One Eye on the Clock

Researchers at Stanford University have developed a new method to measure ocular aging (1). “TEMPO stands for Tracing Expression of Multiple Protein Origins,” says Vinit Mahajan, senior author of the study. Using this technique, the team were able to find 26 biomarkers of ocular aging out of 6,000 proteins extracted from vitreous humor and aqueous humor. “We could figure out which cells in the eye were making the proteins we found,” explains Mahajan. “We found really specific protein expression signatures for photoreceptors, retinal endothelial cells, and amacrine cells, and we could track each cell type’s health in various diseases.”

The team created an “AI proteomic clock” that enables them to see exactly which of these proteins accelerate ocular aging, as well as indicating that patients who were suffering from certain diseases, such as diabetes, also showed accelerated aging. They now plan to apply the method to other diseases. “The eye is full of neurons, so neurons in brain disease might share molecular changes,” says Mahajan.

Finally, Mahajan believes TEMPO could aid personalized medical treatment and, in turn, increase success rates for drug candidates. “TEMPO could be used to enroll patients most likely to respond to therapy. And after a trial drug was started, TEMPO could help determine if the drug started working at the molecular level – something that might be detectable a long time before clinical improvement.”

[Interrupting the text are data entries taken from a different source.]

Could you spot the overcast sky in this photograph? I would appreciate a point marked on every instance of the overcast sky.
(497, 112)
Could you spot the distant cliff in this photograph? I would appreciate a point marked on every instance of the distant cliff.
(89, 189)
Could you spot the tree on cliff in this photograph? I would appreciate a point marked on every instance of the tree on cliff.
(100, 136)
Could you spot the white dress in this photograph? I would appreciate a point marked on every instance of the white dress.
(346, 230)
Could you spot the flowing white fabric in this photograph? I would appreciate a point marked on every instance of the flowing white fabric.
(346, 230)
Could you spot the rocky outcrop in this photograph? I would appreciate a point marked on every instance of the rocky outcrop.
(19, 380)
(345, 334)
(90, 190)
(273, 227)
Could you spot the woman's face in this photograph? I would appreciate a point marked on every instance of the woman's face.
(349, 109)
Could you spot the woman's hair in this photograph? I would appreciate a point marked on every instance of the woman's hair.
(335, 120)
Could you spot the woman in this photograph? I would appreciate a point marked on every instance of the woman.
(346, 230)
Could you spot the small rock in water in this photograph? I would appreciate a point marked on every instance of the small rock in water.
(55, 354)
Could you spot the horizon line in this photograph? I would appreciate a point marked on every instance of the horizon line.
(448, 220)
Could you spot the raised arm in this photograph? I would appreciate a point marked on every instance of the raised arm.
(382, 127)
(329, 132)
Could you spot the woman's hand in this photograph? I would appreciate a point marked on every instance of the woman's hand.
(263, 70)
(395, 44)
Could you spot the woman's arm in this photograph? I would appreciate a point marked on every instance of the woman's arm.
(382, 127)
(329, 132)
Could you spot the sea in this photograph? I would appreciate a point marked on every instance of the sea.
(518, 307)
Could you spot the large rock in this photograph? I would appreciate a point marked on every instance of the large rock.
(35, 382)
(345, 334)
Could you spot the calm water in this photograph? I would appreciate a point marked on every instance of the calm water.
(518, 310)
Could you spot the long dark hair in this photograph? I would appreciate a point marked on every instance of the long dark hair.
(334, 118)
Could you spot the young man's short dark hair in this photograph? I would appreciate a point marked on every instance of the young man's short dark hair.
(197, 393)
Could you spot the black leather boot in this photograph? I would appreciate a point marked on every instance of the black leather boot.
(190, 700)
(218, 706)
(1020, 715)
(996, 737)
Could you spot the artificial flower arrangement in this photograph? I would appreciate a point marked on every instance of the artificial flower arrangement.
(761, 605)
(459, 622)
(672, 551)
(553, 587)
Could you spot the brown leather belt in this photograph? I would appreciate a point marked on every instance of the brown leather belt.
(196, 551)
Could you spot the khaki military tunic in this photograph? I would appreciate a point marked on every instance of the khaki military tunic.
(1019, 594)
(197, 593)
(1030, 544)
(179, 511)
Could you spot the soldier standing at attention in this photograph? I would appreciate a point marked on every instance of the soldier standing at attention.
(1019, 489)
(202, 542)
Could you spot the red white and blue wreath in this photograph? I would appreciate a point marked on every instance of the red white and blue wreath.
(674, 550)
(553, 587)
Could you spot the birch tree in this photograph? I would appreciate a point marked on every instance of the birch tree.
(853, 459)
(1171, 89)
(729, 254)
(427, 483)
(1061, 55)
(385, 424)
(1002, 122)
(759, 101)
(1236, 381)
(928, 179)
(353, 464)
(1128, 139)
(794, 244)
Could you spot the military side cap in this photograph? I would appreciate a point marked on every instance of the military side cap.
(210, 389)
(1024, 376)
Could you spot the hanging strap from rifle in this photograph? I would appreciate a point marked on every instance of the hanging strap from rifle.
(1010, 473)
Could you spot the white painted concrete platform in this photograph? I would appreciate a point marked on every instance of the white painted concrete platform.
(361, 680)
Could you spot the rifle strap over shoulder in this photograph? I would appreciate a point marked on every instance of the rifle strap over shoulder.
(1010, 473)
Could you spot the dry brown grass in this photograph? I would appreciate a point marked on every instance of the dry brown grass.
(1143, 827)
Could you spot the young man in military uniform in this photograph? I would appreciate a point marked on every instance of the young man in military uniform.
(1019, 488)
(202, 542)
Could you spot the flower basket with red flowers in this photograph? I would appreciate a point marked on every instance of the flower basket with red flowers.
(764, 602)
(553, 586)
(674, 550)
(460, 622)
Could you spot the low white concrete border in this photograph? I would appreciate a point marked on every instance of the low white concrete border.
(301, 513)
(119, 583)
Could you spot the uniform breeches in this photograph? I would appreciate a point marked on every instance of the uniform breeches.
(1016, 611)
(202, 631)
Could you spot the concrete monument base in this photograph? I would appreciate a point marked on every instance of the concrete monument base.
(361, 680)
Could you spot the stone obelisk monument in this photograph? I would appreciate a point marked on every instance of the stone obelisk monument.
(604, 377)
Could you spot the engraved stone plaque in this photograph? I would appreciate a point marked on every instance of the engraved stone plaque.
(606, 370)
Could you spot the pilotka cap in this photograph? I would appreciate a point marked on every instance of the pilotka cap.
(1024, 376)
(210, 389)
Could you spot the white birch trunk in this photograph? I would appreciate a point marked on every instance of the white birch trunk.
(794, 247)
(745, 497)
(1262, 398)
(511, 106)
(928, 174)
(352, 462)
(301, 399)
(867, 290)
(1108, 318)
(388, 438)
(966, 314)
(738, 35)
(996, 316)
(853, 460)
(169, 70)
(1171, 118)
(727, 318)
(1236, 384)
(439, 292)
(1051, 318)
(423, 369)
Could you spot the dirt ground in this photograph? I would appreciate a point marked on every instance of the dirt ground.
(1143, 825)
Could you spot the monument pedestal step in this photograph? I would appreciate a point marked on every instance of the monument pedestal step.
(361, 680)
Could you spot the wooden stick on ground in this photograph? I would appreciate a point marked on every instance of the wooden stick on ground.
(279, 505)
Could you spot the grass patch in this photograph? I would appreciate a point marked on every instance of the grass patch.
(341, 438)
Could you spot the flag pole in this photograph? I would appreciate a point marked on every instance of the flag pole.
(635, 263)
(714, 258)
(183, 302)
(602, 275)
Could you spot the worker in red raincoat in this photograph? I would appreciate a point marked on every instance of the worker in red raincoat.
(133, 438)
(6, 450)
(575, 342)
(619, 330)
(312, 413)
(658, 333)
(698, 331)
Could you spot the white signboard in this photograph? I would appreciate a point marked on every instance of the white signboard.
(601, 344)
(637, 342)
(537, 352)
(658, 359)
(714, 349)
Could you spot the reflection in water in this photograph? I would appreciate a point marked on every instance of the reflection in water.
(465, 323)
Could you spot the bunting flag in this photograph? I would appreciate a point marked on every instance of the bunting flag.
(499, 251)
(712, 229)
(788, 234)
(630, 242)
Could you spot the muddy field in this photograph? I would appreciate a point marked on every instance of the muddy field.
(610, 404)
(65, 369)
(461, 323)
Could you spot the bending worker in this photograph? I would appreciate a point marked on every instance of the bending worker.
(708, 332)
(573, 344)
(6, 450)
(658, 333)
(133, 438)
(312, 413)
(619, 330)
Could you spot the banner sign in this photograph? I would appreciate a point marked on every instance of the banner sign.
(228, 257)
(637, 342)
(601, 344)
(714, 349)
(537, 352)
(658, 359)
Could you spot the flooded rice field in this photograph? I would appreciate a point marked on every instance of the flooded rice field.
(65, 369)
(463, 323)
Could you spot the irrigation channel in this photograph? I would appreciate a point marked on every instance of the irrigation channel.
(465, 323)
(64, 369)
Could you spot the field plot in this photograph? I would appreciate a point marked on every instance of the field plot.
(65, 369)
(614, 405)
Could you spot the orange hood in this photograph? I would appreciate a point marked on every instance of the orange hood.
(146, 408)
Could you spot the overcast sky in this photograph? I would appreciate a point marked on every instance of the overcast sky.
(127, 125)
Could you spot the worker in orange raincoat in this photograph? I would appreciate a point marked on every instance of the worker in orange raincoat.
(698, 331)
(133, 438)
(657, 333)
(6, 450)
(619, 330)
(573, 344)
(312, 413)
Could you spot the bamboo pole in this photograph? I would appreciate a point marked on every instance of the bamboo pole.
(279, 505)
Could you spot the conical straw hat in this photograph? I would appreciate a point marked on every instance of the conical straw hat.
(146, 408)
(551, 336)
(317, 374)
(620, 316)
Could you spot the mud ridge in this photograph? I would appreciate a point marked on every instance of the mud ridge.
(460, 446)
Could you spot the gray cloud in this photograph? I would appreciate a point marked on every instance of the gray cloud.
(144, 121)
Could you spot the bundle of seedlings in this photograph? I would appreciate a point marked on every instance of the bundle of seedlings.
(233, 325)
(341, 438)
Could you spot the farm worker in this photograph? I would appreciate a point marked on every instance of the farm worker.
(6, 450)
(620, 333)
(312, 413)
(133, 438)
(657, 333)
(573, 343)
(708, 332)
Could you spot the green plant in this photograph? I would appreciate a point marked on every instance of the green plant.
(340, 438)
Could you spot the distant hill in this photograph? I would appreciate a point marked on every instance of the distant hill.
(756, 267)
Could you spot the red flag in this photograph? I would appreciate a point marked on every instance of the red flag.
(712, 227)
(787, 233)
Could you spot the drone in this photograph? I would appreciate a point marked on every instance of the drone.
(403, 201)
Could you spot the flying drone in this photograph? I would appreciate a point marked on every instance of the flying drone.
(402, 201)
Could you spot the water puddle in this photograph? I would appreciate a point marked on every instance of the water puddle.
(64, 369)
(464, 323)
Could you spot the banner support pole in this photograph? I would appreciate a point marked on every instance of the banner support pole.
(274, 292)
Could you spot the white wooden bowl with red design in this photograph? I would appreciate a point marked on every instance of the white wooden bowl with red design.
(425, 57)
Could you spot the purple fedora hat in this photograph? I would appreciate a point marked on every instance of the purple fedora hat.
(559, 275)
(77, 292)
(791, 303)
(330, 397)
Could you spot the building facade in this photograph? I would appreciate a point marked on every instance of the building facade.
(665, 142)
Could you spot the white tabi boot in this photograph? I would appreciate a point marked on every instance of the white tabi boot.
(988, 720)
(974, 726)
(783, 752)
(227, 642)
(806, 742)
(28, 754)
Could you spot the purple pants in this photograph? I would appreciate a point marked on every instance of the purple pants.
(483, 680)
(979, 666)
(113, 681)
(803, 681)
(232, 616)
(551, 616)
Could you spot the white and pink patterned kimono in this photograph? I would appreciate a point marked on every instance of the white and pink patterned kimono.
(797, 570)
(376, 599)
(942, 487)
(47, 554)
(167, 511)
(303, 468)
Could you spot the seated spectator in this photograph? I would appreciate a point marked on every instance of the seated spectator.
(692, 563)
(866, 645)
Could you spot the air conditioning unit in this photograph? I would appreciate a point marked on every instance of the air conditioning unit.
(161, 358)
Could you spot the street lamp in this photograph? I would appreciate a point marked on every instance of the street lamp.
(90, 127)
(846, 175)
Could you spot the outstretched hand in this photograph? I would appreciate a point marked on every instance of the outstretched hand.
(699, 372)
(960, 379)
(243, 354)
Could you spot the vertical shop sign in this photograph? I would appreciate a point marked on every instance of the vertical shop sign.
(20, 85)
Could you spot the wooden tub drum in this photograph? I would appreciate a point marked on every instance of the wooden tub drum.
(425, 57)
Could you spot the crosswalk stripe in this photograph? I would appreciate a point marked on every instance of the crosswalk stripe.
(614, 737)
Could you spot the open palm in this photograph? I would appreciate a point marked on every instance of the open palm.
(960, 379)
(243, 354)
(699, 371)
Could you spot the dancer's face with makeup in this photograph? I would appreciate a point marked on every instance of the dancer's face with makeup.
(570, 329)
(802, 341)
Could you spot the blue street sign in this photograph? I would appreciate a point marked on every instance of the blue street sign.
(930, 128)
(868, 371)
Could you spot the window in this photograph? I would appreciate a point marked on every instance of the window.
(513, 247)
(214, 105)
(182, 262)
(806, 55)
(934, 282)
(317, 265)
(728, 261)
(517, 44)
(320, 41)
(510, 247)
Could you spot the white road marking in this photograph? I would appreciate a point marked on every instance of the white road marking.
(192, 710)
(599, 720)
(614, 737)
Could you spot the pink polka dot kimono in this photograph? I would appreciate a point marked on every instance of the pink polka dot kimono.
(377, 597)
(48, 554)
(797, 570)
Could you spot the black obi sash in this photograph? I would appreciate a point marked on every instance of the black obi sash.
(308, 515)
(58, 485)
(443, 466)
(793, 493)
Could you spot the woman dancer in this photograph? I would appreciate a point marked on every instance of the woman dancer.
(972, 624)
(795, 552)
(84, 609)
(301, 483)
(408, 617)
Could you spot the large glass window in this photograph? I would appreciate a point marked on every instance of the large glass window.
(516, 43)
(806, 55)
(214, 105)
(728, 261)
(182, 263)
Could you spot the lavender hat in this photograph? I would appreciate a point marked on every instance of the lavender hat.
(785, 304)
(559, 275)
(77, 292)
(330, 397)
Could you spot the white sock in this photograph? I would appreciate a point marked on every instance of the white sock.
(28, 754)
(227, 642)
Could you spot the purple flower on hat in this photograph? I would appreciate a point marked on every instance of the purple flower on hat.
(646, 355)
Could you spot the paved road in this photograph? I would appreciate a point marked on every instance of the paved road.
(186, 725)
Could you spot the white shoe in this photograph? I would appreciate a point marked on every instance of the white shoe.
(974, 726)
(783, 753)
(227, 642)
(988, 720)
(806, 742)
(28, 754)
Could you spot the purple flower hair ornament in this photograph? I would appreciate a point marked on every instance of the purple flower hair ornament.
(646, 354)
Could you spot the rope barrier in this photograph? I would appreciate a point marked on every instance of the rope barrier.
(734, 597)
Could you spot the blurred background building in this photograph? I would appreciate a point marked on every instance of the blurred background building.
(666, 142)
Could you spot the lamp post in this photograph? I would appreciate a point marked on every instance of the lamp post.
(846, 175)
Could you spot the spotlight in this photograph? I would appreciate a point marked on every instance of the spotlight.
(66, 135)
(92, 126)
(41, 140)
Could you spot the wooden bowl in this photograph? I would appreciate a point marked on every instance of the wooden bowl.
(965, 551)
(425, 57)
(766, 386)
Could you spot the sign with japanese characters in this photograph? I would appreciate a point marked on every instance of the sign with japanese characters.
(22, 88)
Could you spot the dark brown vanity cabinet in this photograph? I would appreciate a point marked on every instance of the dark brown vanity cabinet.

Given that around 90 percent of drug candidates currently fail in clinical trials, any improved predictive and diagnostic capability delivered by TEMPO would be welcome. “It’s as if we’re holding these living cells in our hands and examining them with a magnifying glass,” Mahajan says. “We’re dialing in and getting to know our patients intimately at a molecular level, which will enable precision health and more informed clinical trials.”